I haven’t run in Wunderlich and Huddart Parks since the only other time in my life I was there — for the 50k way back in 2014 — so I was pretty surprised at how much I seemed to remember about the parks, the topography, the layout, everything; maybe running pregnant there seared those memories into my mind. We had a pretty crowded start, particularly in the more narrow, singletrack-esque portions of the course, but within the first 5k, the field thinned out considerably, giving everyone breathing space. When I ran the 50k, I had very specific hiking and running strategies, but for the half, my only thought was run as much as you comfortably can. I was surprised (and admittedly, pretty floored!) to find myself gliding up all the ascents and churning in a lower gear to get up and over, up and over throughout the entirety of the race. 

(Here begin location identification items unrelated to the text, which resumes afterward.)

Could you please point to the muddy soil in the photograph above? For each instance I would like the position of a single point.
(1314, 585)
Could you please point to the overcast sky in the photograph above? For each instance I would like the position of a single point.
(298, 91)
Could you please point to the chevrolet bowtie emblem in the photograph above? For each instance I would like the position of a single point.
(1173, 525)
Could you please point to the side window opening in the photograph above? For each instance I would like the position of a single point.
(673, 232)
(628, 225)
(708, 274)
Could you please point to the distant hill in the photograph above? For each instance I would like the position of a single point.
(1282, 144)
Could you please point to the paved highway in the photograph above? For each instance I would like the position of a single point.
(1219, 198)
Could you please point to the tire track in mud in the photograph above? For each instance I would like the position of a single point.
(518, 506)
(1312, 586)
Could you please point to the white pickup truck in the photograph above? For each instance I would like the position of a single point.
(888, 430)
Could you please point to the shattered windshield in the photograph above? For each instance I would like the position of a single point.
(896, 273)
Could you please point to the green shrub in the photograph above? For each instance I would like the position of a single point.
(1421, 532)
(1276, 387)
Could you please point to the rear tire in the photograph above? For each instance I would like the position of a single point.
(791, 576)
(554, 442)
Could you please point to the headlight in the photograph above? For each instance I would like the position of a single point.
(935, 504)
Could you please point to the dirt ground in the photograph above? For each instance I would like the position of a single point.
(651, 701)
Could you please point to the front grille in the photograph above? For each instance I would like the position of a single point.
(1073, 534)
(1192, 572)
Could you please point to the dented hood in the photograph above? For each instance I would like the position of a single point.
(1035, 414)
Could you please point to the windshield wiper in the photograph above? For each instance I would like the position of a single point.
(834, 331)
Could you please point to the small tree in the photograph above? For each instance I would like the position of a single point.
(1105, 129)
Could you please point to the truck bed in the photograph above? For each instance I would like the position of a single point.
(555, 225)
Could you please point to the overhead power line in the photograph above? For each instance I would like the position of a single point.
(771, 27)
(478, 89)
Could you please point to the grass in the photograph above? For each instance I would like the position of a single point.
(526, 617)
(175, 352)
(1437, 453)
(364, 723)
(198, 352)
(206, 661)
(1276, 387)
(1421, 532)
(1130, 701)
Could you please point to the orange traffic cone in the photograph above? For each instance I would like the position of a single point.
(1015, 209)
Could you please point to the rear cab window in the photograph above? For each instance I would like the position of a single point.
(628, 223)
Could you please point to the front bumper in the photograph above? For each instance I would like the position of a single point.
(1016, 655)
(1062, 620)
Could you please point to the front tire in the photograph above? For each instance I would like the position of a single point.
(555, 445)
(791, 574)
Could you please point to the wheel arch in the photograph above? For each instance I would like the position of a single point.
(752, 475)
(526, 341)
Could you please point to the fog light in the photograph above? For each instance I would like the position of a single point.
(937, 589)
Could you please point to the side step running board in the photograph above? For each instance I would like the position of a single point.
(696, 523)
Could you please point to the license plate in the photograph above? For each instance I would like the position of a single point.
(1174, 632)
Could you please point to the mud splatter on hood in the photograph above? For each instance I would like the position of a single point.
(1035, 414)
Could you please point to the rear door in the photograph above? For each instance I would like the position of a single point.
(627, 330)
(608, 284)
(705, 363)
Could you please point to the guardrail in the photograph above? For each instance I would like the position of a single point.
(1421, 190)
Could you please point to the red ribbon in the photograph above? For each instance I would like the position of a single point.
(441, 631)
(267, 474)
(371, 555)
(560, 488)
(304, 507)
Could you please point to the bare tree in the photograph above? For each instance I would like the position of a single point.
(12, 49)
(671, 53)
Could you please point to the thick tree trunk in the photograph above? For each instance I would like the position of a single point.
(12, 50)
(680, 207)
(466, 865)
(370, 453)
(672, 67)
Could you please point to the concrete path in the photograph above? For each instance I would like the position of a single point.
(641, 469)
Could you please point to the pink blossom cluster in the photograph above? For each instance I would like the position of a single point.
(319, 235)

These parks are so pretty to run in and so different from my usual confines at ARP. While ARP is wide open, without much canopy, and much different topographically, Wunderlich and Huddart are much more covered, with towering redwoods, and much greener in general. (The entirety of Wunderlich and Huddart that I’ve run in remind me of the South Rim switchback area in ARP, very Secret Garden-esque, or like the Enchanted Forest of Nisene Marks). I’m not sure a shit-eating grin ever left my face when I was running, save for the couple times runners in front of me tripped and fell over rocks or downed trees (remarkably, the 3 people I saw go down were all fine and and recovered quickly). Otherwise, I was so happy to be there. I love running fast, and I love running “in nature,” but I rarely do those two at the same time.  

Free and strong cycled on repeat in my head, my three-word mantras for the morning, and maybe except for the last couple miles when I was beginning to feel tired, I felt smooth and strong. I couldn’t help but hear O.A.R.’s “Free” the whole time I was running, a pretty perfect soundtrack to what I was feeling coursing through me throughout the race. Once we hit the single aid station on the course at mile ~6.7 or so, I began to bomb the downhills as much as I could and played a good game of tag with other women HM runners in my immediate vicinity. Seeing a fellow TSFM ambassador Charles on the course twice, serving as a course marshall, was a great pick-me-up, too; there’s always time for mid-race sweaty hugs when we see our friends, right? I felt like I was pulling energy from the beautiful surroundings and the other happy runners around me as much as I was from myself. I was running in a beautiful place with friends, keeping the effort high, and having so much fun in the process.   

It was a perfect way to end a very full year of racing. 

I finished smiling and held back from letting out an embarrassing WHOOOOOOOOO! at the finish line because I was just so, so happy to be there that morning. I wasn’t much interested in gauging my success race morning by what my watch told me; instead, I relied on my internal cues, the indescribable feeling in my gut that told me how the day went. My finish time was better than I thought it’d be — though again, I didn’t have any time goals for the day or even looked at my watch during the race (which, admittedly, would have been off anyway, since GPS cuts out in the park). More importantly, I finished with that satisfied feeling in my chest and my legs, that pleasant burn that’s better than any race day tchotchke, the feeling that we carry with us for the rest of the day that reminds us I just did that wonderful thing

Meredith and I talked about how maybe racing at Woodside each year — whatever distance we want that day, given what we may have raced earlier in the month — should be how we end our racing year, a new tradition that we should establish, beginning now. I’m keen to do this. Though this year wasn’t beset with oodles of accolades or PRs, I think what I’ll remember most about my racing in 2019 is how I felt in the moments, the little snapshots of the experience that have stayed with me all year long. It makes sense then that punctuating my year with Woodside couldn’t have been a wiser choice.